Puisque c'est ainsi, pourquoi ai-je besoin du verset que le Miséricordieux [HaRa'haman] écrit pour déduire que la protection est considérée comme faisant partie de l'aliment concernant l'impureté rituelle — c'est-à-dire les versets : « Sur toute semence que l'on sème… elle est impure pour vous » [Vayikra 11, 37–38] ? Concluons de ces versets que la protection non seulement transmet l'impureté, mais se joint également à l'aliment pour constituer le shi'our requis pour transmettre l'impureté.
שׁוֹמֵר דִּכְתַב רַחֲמָנָא, לְמָה לִי? שְׁמַע מִינַּהּ לְצָרֵף.
La Guemara objecte : mais peut-être que ces versets devraient être interprétés différemment : la poignée [yad], qui est traitée avec plus de clémence que la protection, est considérée comme faisant partie de l'aliment pour ce qui est d'introduire l'impureté, mais pas de l'exporter. La protection, qui est traitée avec plus de rigueur que la poignée, est considérée comme l'aliment pour introduire et exporter l'impureté.
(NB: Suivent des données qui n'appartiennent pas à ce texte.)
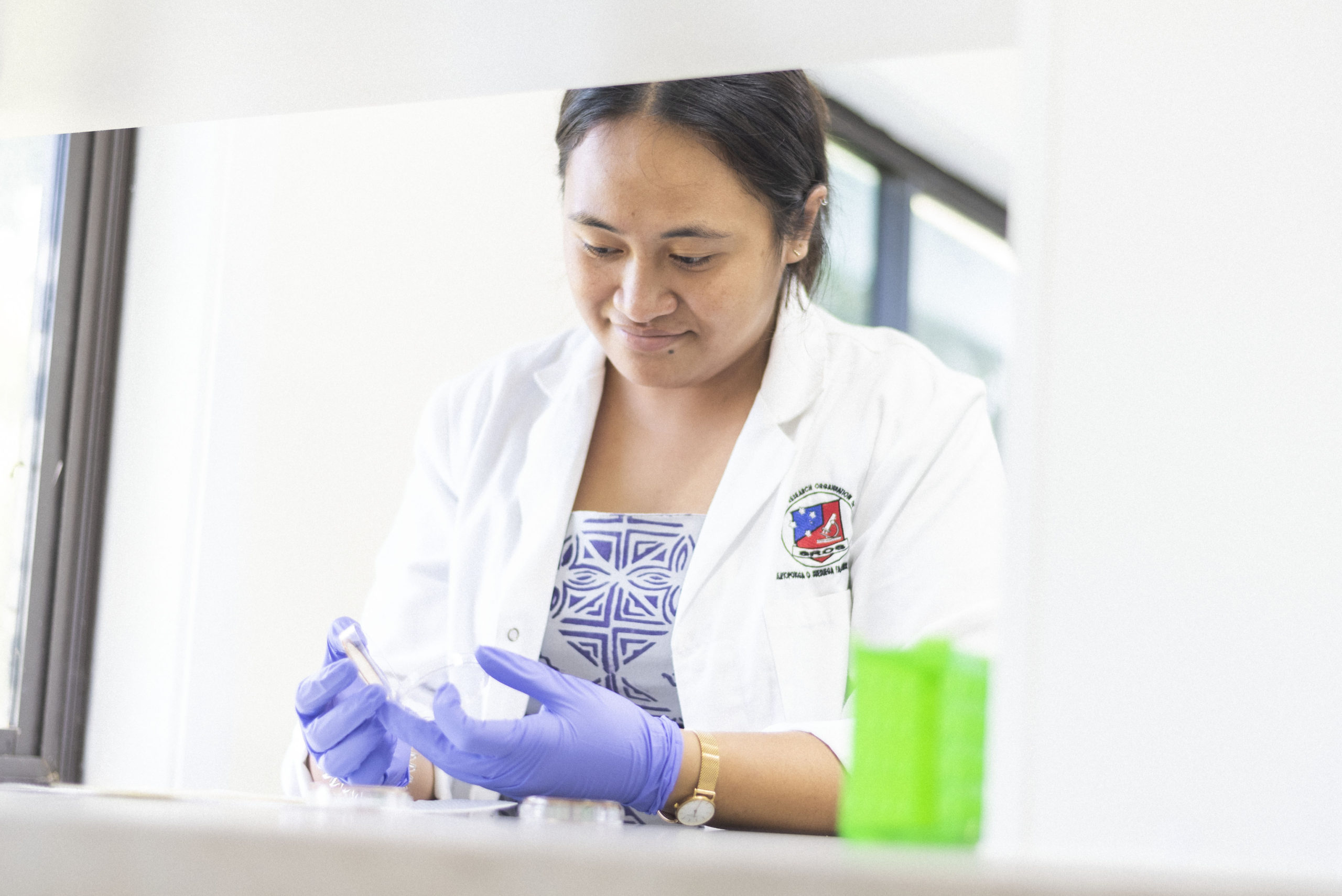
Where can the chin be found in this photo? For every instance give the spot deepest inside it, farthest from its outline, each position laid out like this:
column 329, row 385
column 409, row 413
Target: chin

Mais on ne déduirait pas que la poignée exporte l'impureté, ni que la protection se joint à l'aliment pour constituer le shi'our requis.
וְאֵימָא: יָד לְהַכְנִיס וְלֹא לְהוֹצִיא, שׁוֹמֵר לְהַכְנִיס וּלְהוֹצִיא, אֲבָל יָד לְהוֹצִיא וְשׁוֹמֵר לְצָרֵף – לָא.
La Guemara répond : tu ne peux pas dire que la poignée est considérée comme faisant partie de l'aliment pour introduire l'impureté mais pas pour l'exporter, pour la raison suivante : puisque la poignée est considérée comme faisant partie de l'aliment en ce qui concerne l'introduction de l'impureté dans l'aliment, faut-il encore préciser qu'elle exporte l'impureté ? Si une poignée peut rendre impur un aliment pur qui y est rattaché, elle peut certainement transmettre l'impureté d'un aliment impur à d'autres aliments.
יָד לְהַכְנִיס וְלֹא לְהוֹצִיא, לָא מָצֵית אָמְרַתְּ, הַשְׁתָּא עַיּוֹלֵי מְעַיְּילָא, אַפּוֹקֵי מִיבַּעְיָא?!